A Comarca de Cascavel não estava nos planos do Judiciário, mas o prefeito José Neves Formighieri, com a ajuda do advogado Antônio Gabardo, amigo de Munhoz, conseguiu o feito.
Em sinal de gratidão, o Município de Cascavel decidiu presentear Munhoz com dois terrenos diante do atual Colégio Marista. O desembargador não aceitou. Sabia que no futuro alguém faria maliciosas suposições.
Nesse local foi construída a nova Prefeitura de Cascavel, que veio a ser alvo de incêndio criminoso em 1960. À distância, Zandoná chegou a ver um dos incendiários.
Sinal da grande cordialidade reinante entre a população de Cascavel com os militares que construíam a BR-35, futura BR-277, por ordem do chefe da 5ª Secção da CER-1 (Comissão de Estradas de Rodagem), major Dalmo Leme Pragana, a parte central da Avenida Brasil recebeu revestimento em pedras que mais tarde o major Oscar Ramos Pereira estendeu até o bairro São Cristóvão.
A cidade progredia. Antônio Zandoná e sua família, apesar de tantos obstáculos, não tinham dúvidas: estavam de fato na “terra prometida”.

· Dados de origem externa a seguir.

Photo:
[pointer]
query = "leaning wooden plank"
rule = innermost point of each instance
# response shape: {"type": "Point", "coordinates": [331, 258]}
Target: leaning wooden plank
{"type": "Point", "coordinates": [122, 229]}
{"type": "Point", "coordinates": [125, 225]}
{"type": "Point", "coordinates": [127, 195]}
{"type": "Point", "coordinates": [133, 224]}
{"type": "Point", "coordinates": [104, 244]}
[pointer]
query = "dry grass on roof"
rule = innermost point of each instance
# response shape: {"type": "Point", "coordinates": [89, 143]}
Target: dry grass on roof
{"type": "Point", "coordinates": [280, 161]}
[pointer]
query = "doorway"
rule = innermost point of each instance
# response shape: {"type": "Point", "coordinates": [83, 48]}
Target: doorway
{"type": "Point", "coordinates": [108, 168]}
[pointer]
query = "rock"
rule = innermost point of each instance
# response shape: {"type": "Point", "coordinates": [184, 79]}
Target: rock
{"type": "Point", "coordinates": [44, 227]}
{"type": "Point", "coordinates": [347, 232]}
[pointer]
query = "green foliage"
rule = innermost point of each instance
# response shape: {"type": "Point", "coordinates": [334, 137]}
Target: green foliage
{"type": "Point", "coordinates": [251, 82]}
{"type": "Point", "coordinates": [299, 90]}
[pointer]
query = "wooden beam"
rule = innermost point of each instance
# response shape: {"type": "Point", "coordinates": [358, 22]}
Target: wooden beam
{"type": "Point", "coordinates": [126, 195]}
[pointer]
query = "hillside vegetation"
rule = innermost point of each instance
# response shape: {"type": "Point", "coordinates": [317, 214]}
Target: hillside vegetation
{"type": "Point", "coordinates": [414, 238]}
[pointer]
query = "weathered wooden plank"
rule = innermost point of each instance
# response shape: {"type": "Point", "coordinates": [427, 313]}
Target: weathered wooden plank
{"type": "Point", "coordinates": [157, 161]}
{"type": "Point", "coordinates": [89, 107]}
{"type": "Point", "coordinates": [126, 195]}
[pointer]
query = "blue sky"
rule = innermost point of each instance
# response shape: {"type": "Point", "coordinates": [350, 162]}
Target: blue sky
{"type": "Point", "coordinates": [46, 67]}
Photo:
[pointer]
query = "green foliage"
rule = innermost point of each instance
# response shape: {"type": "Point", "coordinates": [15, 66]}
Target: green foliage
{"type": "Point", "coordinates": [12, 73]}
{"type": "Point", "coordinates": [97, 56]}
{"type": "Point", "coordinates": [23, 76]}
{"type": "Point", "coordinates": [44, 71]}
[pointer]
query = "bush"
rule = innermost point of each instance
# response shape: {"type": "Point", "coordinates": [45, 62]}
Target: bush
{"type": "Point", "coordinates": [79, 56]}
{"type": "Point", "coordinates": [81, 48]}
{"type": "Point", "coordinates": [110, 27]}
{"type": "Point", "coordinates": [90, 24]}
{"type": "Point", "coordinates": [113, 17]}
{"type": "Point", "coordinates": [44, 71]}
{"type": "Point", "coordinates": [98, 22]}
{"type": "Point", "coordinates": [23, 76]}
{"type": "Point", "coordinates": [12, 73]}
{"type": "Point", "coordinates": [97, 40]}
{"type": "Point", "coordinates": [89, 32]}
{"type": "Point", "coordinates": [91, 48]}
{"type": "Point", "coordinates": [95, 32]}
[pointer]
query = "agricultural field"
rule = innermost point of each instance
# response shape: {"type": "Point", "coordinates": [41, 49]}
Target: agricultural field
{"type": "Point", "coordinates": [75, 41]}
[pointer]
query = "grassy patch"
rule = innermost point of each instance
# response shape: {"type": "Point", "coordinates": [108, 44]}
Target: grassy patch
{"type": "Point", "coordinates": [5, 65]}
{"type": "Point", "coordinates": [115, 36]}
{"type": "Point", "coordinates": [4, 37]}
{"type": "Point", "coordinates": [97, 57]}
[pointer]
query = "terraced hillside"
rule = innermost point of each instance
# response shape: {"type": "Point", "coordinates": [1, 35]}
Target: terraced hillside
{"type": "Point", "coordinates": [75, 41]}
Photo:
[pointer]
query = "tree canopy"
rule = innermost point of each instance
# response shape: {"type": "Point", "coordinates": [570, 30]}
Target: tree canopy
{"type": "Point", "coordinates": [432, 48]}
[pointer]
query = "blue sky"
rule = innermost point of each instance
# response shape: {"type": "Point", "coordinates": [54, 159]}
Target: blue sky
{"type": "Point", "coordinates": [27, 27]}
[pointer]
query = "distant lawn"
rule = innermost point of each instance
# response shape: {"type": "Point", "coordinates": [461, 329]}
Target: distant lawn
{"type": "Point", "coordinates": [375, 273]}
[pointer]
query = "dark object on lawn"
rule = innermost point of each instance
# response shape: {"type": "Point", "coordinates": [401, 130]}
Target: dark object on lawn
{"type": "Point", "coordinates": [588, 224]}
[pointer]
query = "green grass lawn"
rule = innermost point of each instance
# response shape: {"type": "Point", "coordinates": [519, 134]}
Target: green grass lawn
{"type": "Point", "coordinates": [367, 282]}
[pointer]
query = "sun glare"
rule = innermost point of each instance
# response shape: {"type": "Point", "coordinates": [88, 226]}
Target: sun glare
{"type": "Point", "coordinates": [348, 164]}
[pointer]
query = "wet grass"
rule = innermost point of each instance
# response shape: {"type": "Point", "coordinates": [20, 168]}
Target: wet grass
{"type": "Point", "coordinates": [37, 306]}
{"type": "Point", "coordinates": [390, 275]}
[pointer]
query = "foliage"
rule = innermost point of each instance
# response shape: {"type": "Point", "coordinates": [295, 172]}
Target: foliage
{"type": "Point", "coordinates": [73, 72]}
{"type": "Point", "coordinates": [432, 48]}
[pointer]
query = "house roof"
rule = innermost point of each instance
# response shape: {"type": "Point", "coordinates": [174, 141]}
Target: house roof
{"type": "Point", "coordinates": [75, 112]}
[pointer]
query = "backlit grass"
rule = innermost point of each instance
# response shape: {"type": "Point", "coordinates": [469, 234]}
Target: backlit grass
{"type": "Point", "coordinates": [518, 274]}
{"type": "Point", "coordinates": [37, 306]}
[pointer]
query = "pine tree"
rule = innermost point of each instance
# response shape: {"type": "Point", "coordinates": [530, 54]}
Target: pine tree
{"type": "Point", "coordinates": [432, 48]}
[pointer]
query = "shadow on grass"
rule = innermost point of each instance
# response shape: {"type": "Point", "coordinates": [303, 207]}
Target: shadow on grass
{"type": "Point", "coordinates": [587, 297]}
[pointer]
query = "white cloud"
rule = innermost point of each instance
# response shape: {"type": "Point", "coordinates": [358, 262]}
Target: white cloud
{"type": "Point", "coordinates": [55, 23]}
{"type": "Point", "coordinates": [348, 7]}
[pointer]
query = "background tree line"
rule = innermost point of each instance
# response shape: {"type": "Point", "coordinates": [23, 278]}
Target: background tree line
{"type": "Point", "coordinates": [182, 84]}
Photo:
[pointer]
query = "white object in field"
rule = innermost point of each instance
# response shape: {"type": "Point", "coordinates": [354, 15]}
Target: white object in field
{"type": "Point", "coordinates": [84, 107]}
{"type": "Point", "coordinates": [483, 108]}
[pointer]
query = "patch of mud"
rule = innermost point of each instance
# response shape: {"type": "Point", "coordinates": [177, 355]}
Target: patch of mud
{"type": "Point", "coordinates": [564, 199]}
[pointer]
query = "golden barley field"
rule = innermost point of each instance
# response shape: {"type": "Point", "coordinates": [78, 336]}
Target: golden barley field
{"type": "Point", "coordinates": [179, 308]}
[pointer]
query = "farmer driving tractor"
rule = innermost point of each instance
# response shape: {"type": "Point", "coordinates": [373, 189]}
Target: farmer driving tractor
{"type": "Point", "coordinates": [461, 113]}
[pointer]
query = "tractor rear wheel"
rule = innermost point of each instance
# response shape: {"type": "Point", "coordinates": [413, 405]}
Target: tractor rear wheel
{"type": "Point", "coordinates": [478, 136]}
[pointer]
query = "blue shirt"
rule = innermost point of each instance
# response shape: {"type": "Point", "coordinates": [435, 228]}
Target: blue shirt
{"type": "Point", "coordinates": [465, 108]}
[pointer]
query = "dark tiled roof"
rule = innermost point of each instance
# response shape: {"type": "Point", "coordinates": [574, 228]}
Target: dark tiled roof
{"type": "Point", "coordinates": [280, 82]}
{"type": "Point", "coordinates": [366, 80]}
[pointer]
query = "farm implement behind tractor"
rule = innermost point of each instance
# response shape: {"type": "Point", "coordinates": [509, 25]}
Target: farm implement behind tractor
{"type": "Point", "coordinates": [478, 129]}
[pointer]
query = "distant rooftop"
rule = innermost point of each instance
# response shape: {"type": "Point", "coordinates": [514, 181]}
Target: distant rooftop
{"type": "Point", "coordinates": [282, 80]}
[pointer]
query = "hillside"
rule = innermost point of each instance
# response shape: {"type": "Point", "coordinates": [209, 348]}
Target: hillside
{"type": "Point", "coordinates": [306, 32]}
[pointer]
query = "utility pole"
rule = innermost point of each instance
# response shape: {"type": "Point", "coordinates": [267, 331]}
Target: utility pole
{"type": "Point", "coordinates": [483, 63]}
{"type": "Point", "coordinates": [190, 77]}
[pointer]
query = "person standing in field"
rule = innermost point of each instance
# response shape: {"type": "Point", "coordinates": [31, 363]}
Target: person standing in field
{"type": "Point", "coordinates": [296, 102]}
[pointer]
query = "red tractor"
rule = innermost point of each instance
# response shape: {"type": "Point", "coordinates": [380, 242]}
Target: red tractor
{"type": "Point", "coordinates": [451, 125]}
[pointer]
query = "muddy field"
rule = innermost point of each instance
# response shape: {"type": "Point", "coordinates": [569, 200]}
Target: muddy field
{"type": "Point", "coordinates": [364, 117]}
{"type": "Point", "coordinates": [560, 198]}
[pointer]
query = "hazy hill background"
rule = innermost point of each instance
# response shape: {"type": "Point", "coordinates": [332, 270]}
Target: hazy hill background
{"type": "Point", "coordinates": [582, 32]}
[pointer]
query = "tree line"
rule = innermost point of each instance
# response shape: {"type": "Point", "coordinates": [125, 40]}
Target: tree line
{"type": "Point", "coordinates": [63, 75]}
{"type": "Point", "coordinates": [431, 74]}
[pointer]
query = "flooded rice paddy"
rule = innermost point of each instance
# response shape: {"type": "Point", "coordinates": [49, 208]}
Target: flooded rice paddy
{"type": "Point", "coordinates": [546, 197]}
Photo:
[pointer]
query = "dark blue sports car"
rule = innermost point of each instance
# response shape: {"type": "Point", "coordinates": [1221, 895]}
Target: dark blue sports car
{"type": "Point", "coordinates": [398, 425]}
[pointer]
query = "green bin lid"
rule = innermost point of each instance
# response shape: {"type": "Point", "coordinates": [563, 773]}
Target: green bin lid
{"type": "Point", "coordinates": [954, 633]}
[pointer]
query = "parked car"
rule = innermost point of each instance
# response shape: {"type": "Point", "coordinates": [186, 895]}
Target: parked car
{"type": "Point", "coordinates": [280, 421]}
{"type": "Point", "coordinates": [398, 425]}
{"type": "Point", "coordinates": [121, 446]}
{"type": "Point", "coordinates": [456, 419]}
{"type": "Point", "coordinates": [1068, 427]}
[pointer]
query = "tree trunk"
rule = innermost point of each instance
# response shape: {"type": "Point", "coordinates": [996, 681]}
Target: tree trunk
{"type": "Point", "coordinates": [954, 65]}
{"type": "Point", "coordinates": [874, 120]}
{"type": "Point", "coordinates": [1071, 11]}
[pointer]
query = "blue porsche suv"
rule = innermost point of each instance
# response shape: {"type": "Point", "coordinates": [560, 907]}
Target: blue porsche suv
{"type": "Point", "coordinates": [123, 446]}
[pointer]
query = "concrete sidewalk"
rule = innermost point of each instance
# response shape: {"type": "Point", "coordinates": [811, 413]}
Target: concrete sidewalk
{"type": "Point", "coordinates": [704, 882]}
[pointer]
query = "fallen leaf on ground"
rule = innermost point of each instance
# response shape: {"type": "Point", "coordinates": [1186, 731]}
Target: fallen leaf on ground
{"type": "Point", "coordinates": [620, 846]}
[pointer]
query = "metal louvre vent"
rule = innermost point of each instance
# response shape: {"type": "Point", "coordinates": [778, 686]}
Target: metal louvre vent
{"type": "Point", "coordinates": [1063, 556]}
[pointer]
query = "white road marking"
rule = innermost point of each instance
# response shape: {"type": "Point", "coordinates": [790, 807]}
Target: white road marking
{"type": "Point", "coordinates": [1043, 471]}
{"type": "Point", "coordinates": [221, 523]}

100 anos da revolução: Esquerda sem comunismo
Em 24 de maio de 1924 já existia o Partido Comunista (PCB), criado em 1922, mas a força dominante na esquerda era o anarquismo. Nessa data, o jornalista carioca Domingos Braz escrevia:
“É preciso educar, preparar, regenerar as massas. E essa educação, essa preparação, essa regeneração deve começar por nós mesmos, no nosso lar, a fim de que, pelo nosso exemplo, se irradie pelas obras, pelas oficinas, pelas fábricas e pelos campos, criando as raízes, os alicerces inabaláveis da sociedade futura, da sociedade anarquista”.
Os anarquistas admitiam não ser a revolução com a qual sonhavam, mas viam potencial revolucionário na rebeldia militar. Seu objetivo seria “uma revolução o mais nossa que seja possível”, segundo o jornal A Plebe.
Os militares rebeldes aceitaram o apoio dos anarquistas ao movimento, mas apenas nas ações de propaganda e mobilização civil de respaldo às suas ações. Não pretendiam mudar a sociedade. Bastava-lhes tirar o governo das mãos do presidente Bernardes. O modo de governo seguiria a Constituição vigente.